The flowers are found in groups of 10 to 35 in an umbel at the very end of the branches of a large inflorescence, itself growing at the apices of branchlets. The inflorescence is subtended with large bracts. The main rachis of the inflorescence is 7 to 20 cm long and has a mealy, stellate-hairy indumentum, at 3 to 11 cm more lateral branches (rachillae) grow from it, these themselves being branched, all these branches as long as the main rachis or shorter. The umbels have a stout peduncle, and the flowers have a 1 to 2 cm pedicle. The young calyx is sinuously toothed. The petals are valvate in bud, when mature are triangular and have a quite obtuse (blunt) tip. The stigmas have a long style in this species, 2mm or more. The disc at the centre of the flower has a flat margin.

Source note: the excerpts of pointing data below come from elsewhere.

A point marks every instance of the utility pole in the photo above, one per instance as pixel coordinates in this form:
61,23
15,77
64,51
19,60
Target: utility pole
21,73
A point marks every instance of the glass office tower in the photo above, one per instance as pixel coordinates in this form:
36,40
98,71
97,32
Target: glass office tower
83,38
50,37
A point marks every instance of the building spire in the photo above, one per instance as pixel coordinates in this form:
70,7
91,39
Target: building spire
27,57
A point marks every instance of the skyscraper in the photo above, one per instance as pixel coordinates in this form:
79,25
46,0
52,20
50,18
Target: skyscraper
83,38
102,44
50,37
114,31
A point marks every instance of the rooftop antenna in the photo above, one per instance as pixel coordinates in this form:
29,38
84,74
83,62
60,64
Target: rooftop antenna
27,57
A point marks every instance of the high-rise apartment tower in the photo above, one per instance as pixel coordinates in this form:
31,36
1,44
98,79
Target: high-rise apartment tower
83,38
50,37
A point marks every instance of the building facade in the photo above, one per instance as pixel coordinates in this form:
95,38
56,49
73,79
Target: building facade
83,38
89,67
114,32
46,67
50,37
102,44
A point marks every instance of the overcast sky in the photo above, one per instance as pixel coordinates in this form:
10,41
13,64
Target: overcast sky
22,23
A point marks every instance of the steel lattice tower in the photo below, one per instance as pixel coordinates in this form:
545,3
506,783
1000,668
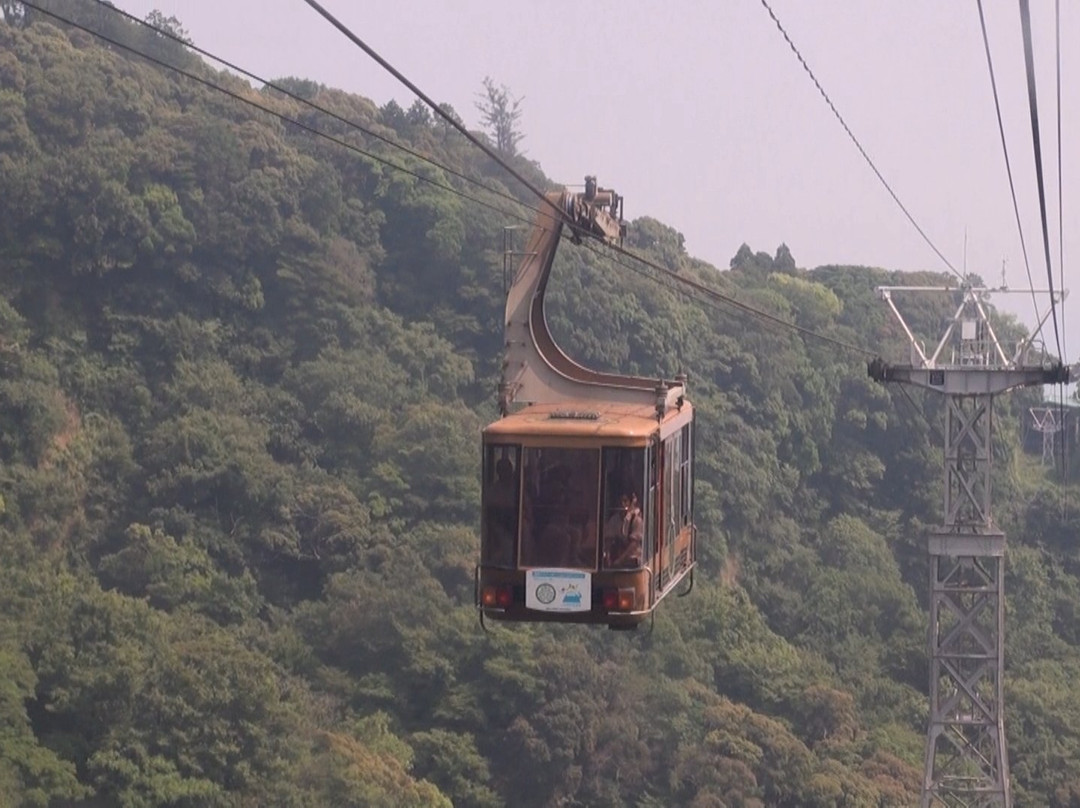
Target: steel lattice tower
967,762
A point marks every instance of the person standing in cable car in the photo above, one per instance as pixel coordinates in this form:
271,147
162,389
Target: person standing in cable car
624,534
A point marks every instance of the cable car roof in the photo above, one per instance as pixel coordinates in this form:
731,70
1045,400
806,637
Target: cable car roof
582,419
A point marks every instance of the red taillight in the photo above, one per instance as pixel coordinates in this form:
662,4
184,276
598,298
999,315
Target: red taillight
501,596
618,600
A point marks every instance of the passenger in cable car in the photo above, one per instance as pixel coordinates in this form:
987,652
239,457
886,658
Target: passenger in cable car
624,534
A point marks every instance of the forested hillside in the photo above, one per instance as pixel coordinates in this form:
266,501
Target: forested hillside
243,372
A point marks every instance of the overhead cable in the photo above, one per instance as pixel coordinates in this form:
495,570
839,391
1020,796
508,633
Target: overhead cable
437,109
1004,150
855,140
308,103
559,214
701,288
275,113
1025,18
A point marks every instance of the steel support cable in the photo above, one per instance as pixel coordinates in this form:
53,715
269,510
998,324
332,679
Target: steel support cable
855,140
719,297
715,295
280,116
312,105
1061,215
559,213
494,156
1025,17
1004,150
1061,252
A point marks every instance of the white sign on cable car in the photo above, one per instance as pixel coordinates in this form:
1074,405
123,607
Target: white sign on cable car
558,590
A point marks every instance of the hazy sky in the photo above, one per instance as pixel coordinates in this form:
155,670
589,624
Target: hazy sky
699,113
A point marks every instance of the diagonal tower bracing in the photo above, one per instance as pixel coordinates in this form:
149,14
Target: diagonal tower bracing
967,762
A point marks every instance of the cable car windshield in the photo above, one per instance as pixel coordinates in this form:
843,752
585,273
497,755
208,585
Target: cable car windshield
502,466
559,503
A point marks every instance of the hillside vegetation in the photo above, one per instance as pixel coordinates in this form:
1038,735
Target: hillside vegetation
243,373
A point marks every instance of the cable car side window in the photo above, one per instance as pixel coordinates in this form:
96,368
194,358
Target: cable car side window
686,475
623,479
502,483
558,508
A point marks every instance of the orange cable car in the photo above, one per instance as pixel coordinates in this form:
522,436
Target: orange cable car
588,488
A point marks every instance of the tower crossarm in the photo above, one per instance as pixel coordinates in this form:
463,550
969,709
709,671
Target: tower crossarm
970,380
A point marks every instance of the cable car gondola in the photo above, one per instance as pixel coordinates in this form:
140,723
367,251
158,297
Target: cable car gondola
588,477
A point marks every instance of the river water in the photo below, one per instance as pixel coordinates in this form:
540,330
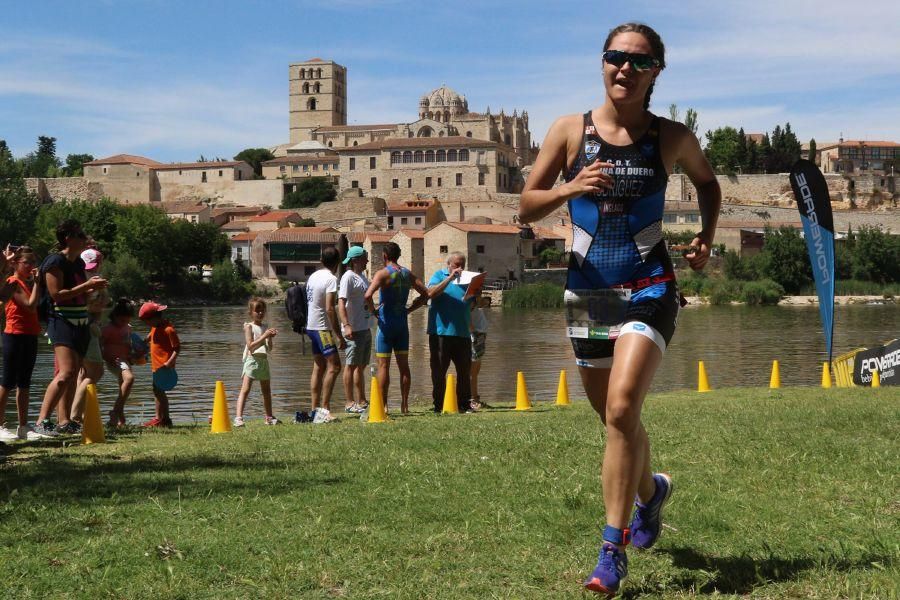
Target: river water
736,343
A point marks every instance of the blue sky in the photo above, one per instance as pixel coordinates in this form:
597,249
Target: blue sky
174,80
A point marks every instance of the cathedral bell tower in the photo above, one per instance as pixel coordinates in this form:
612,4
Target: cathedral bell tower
318,96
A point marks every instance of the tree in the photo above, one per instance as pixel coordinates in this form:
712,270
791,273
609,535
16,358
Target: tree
690,120
19,209
75,164
785,260
310,193
722,149
255,157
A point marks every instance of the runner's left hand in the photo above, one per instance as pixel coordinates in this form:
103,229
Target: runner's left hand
698,255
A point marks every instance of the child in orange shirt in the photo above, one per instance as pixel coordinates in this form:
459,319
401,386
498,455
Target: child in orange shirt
164,349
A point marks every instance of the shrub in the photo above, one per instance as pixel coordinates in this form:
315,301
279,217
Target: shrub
226,284
724,291
127,279
765,291
534,295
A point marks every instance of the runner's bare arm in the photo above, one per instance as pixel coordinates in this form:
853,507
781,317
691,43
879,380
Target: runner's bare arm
709,196
540,198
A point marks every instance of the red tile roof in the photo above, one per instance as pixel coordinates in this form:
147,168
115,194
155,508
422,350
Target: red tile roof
234,225
417,234
453,141
274,216
245,237
297,159
335,128
873,144
411,206
124,159
184,207
224,164
236,210
484,228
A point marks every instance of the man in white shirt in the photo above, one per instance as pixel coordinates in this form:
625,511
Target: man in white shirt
323,329
355,327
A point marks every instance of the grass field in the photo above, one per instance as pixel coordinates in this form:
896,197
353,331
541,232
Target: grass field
779,494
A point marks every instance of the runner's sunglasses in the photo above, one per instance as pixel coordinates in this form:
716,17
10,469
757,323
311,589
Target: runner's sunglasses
639,62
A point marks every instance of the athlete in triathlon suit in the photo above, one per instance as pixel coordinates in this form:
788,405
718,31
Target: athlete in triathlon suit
395,282
621,298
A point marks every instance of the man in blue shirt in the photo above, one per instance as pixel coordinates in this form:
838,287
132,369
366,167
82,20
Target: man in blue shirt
449,332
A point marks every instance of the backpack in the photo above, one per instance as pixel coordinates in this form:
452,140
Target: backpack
45,302
295,304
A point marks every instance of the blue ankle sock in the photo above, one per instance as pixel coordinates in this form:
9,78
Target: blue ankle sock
617,536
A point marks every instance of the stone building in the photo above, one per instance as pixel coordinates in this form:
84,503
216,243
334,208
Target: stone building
412,249
422,165
416,213
291,253
193,211
495,249
317,97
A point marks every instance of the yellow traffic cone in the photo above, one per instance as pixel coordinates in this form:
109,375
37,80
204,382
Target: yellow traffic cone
826,375
451,405
221,423
702,380
775,379
562,391
377,413
522,401
92,428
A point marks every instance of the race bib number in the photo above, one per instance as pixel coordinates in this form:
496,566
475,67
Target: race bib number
596,314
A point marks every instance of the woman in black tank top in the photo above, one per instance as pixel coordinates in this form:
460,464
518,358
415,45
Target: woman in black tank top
616,235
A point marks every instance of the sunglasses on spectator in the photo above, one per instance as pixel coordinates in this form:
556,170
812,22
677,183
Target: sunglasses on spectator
639,62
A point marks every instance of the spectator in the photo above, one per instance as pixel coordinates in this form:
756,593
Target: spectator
323,329
355,324
67,323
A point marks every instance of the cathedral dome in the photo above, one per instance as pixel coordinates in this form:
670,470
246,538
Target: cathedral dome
445,97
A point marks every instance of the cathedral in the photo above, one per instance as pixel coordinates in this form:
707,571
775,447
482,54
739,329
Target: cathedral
318,118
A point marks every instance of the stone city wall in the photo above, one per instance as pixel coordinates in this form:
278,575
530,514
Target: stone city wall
55,189
262,192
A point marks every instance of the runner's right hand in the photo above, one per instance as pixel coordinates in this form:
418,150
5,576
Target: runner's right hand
590,180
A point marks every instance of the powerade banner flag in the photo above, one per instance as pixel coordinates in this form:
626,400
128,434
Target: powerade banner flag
811,193
884,359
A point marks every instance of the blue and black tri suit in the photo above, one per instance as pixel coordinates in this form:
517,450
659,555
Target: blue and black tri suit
618,244
393,330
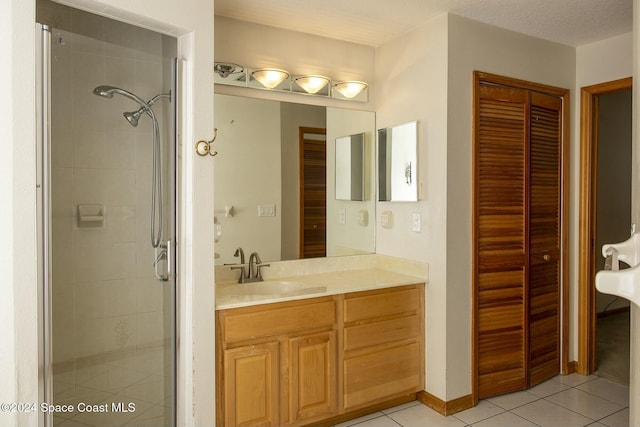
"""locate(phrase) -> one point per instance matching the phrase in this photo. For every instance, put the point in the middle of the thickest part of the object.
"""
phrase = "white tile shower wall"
(108, 316)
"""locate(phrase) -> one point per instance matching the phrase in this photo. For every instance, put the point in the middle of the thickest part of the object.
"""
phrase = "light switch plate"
(363, 217)
(386, 219)
(416, 222)
(342, 216)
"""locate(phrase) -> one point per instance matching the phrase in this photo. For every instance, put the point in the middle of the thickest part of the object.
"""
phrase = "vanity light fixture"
(225, 69)
(350, 89)
(270, 77)
(312, 84)
(232, 74)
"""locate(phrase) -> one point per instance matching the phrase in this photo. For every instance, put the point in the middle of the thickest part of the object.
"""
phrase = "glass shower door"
(110, 275)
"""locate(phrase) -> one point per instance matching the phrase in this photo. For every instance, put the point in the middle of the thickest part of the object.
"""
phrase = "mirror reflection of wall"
(398, 163)
(257, 173)
(350, 161)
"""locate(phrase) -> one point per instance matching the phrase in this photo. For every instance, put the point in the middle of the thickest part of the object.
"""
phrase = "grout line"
(621, 410)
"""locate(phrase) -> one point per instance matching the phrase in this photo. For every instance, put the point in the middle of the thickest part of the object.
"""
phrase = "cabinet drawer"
(383, 332)
(280, 319)
(381, 375)
(385, 303)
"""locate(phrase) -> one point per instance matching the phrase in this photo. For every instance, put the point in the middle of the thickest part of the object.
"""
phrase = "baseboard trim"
(445, 408)
(613, 312)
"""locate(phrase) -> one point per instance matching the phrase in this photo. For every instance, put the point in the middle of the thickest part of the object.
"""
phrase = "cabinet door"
(312, 377)
(251, 385)
(382, 375)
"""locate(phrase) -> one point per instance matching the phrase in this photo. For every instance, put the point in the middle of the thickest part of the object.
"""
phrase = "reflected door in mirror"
(313, 192)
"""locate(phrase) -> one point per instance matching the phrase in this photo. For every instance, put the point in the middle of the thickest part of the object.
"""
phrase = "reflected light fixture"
(312, 84)
(225, 69)
(350, 89)
(270, 77)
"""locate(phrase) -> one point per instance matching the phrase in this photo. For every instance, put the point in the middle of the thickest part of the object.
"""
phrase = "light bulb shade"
(312, 84)
(350, 89)
(270, 77)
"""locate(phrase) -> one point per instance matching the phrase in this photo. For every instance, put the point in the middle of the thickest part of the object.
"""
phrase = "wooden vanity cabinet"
(278, 363)
(305, 362)
(383, 345)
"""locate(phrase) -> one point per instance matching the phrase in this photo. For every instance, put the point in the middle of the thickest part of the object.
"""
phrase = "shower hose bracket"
(204, 148)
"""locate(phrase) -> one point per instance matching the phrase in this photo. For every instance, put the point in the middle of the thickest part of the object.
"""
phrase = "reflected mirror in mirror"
(274, 181)
(398, 163)
(350, 158)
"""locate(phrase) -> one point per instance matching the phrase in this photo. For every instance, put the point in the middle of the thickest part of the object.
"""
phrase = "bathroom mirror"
(398, 163)
(350, 162)
(275, 180)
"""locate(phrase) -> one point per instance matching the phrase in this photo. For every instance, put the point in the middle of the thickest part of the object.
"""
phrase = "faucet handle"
(259, 267)
(242, 277)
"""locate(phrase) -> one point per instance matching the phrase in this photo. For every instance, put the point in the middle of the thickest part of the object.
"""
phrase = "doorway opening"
(605, 197)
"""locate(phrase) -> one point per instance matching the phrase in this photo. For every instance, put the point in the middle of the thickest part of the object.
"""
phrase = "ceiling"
(375, 22)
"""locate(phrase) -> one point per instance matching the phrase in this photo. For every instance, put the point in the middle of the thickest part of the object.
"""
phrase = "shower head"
(104, 91)
(133, 116)
(108, 91)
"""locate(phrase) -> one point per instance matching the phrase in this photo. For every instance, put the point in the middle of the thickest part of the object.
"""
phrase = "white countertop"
(231, 294)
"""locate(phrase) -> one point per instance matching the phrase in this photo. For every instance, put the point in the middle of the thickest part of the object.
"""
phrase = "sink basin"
(269, 289)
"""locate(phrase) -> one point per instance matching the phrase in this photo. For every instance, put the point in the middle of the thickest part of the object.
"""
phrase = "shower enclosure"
(108, 220)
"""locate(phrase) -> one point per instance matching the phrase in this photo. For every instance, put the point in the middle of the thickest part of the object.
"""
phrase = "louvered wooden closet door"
(544, 218)
(501, 239)
(517, 245)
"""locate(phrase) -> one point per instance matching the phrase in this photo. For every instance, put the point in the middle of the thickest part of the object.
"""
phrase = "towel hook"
(204, 148)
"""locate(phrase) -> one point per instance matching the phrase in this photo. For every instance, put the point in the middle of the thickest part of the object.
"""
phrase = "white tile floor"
(568, 401)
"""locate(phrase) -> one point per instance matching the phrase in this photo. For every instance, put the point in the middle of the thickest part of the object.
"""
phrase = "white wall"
(417, 75)
(248, 173)
(18, 309)
(411, 82)
(634, 375)
(192, 22)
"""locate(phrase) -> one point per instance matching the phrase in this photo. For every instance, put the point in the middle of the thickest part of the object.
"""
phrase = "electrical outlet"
(266, 210)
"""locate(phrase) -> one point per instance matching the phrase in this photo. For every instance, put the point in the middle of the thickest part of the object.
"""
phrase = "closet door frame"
(480, 78)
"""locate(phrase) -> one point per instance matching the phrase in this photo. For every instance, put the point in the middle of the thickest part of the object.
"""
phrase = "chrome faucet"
(255, 275)
(252, 273)
(239, 252)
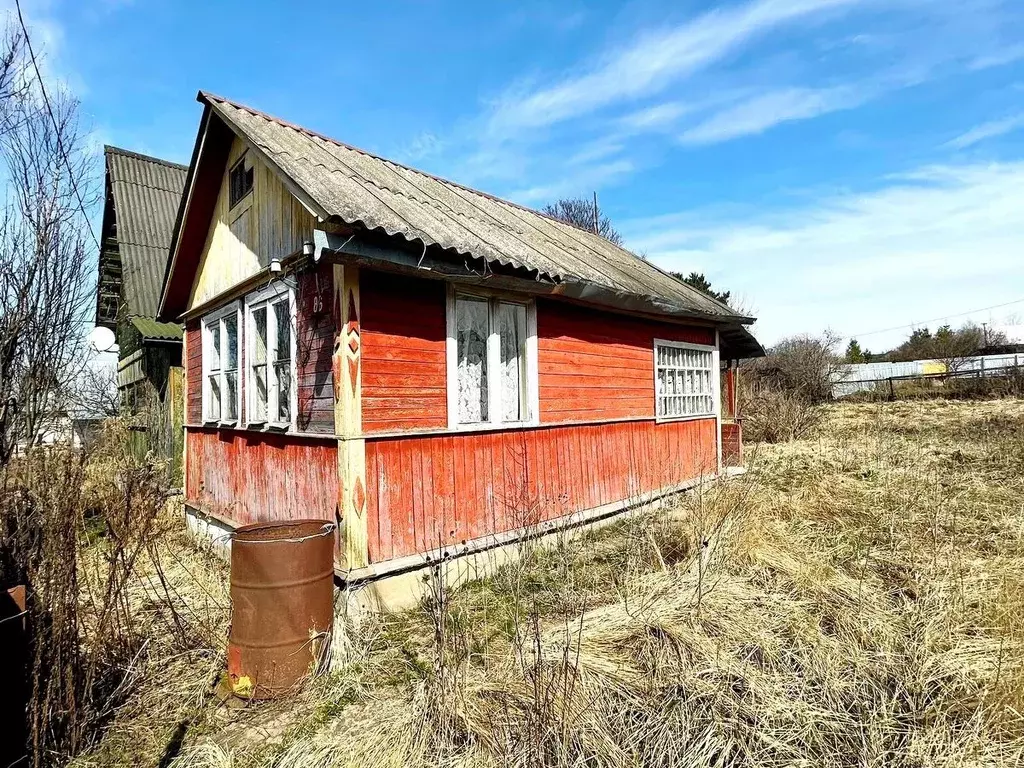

The fruit is a globose drupe, with four to eight pyrenes (seeds, i.e. a 4 to 8-pyrenous drupe). This fruit is coloured green when unripe; as it ripens it turns first orange, then red.

==Distribution==
Heptapleurum aromaticum is endemic to western Indonesia. It is found in the western half of Java, as well as in North Sumatra province in the otherwise impoverished flora found on the volcanic island of Samosir, and in the southwestern rainforests.

==Ecology==
It grows in forests, at 800 to 2,250 metres elevation. On Samosir it would appear to grow as a pioneer species, but in Batang Gadis National Park it is often the most common plant occurring in the understory of montane primary forest, where it is found at densities of 7% to 17% in the forest cover. The fern Diplazium proliferum is the second most common plant in this area. At lower elevations in both primary and secondary forest it is also the second most (after Dracontomelon dao), or most, respectively, dominant understory plant, but it occurs at lower densities. On less diverse, more heavily degraded land however, it is even more dominant, occurring at up to 25% of the forest cover. Where the forest is disturbed the only understory species more common than this Heptapleurum in this area is Ganua kingiana. It flowers at the end of the rainy season, from January to July.

In Java the fruit are an important food source for Hylobates moloch gibbons.

==Conservation==
Heptapleurum aromaticum is found in the protected area of Batang Gadis National Park.